Inspiration:

As individuals accustomed to US healthcare systems, we realized that healthcare is a field in which medical jargon and extensive documentation may make the task of parsing data efficient and labor-intensive. We were interested in exploring the possibilities of AI, especially because of its ability to make costly tasks more time-efficient. By exploring different methods of classification models, we naturally decided upon building a project that expedites the labor-intensive process of detecting healthcare fraud to improve the overall workflow of insurance providers looking to manage their healthcare records.

What it does

Our website application features a user-friendly interface in which users can pull up individual records from an existing database. The website shows a graphic indicating the likelihood of the individual record having features which would indicate the existence of fraud. Additionally, we offer functionality where users can manually input fields commonly used in standardized CMS (Centers for Medicare & Medicaid Services) datasets. This data is then loaded into our machine learning model, and its results are displayed on the website as well.

How we built it

We chose this project as we are all interested in the many applications of machine learning. Through some research, we discovered the prevalence of fraud within medical records and a few research papers attempting to define what type of machine learning model would be best to detect such fraud. We decided to make a minimum viable product of such a solution, using our own knowledge on ml models.

We found a dataset of the CMS (Centers for Medicare & Medicaid Services) website so it is more accurate and real life applicable.

The model is an isolation forest and when an anomaly is detected we have fraud detection set to -1, while when it is not, we have fraud detection set to 1. We use StandardScaler to normalize the features because Isolation Forest is sensitive to the scale of features. We set n_estimators=100: This sets the number of trees in the forest. More trees generally provide better accuracy but increase computation time.

We add the predictions to our DataFrame as a new column 'fraud_prediction'. We then filter the DataFrame to get all cases flagged as potential fraud.

We save the trained model using pickle, allowing us to load and use it later without retraining.

A flask backend under app.py takes in the request from the front end to load the prediction model using pickle.load. Then we can use a predict function to take in input_data, and then return the prediction as a JSON file.

Then our front end was coded using Angular with components for different tabs and button logic for creating an id, saving the id, then detecting fraud.

Challenges we ran into

Challenges with front-end formatting, as a few of us did not know Angular previously. Not enough time to come up with a clean, finished product in the short hackathon period.

Accomplishments that we're proud of

We are proud of working through several bugs including errors with TypeScript front end, and python flask errors.
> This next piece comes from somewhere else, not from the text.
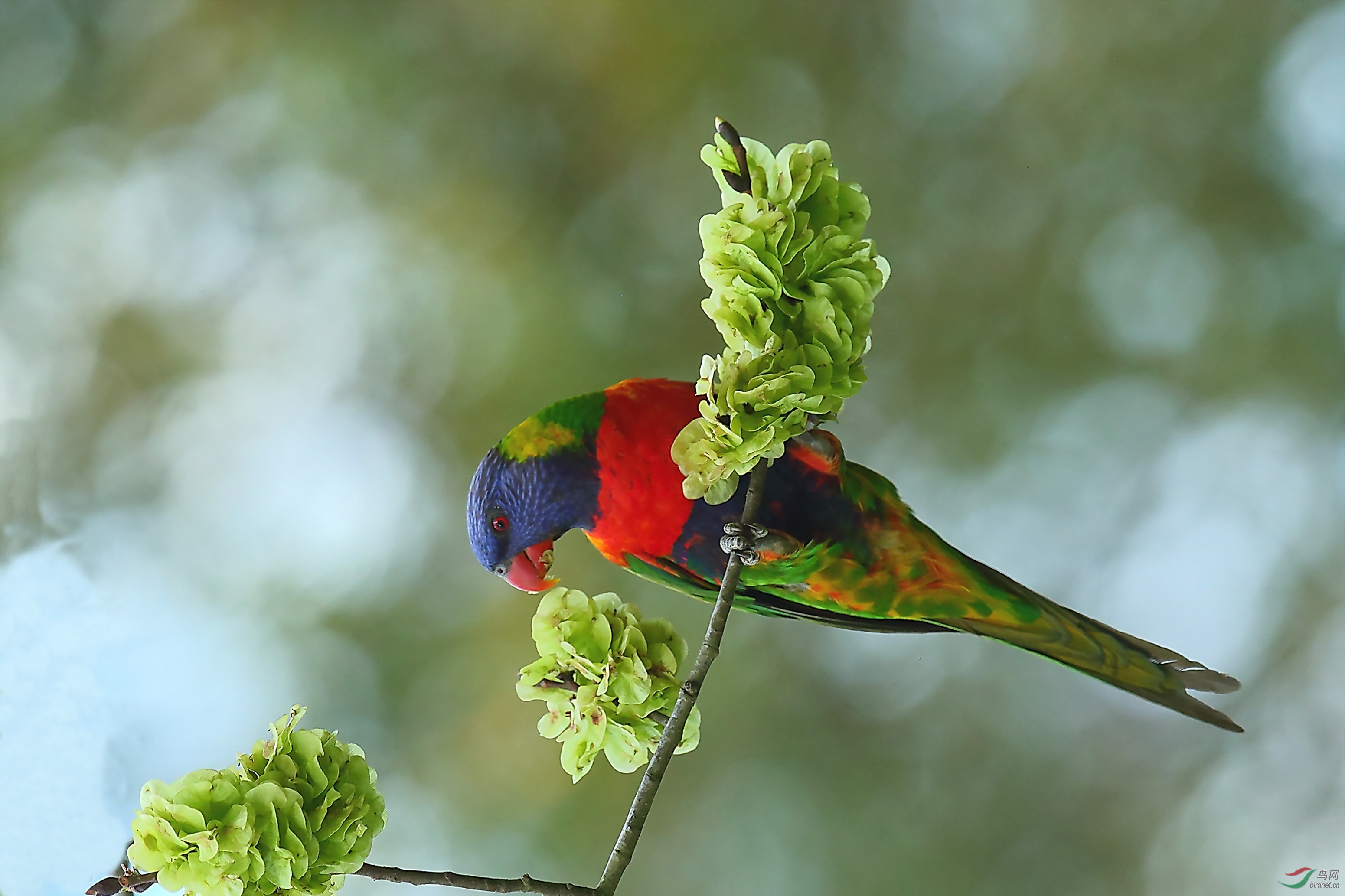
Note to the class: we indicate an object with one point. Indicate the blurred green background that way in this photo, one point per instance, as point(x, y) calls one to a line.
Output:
point(274, 276)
Additionally, we are proud of our team effort in delegating tasks so that each individual can provide a meaningful contribution. In practice, this generally involved having individuals work on different areas within frontend and backend, as well as github documentation, in order to maximize efficiency during the hackathon.

What we learned

We learned about angular front end. We learned which models are best for detecting fraud which include linear regression and isolation forest. We learned about the power of teamwork and utilizing everyone’s strengths. We came together.

What's next for Clean Care

We can add reasoning for why fraud is detected and which parameters were flagged. We want to clean up our angular product and make it more usable for healthcare providers that would potentially use this application.

Additionally, since we are dealing with healthcare data, we would want to provide end-to-end encryption of data to ensure that users of the website can trust that their data is secure and protected. Some potential methods could involve RSA encryption of JSON tokens received and transmitted between the frontend and backend servers of our application.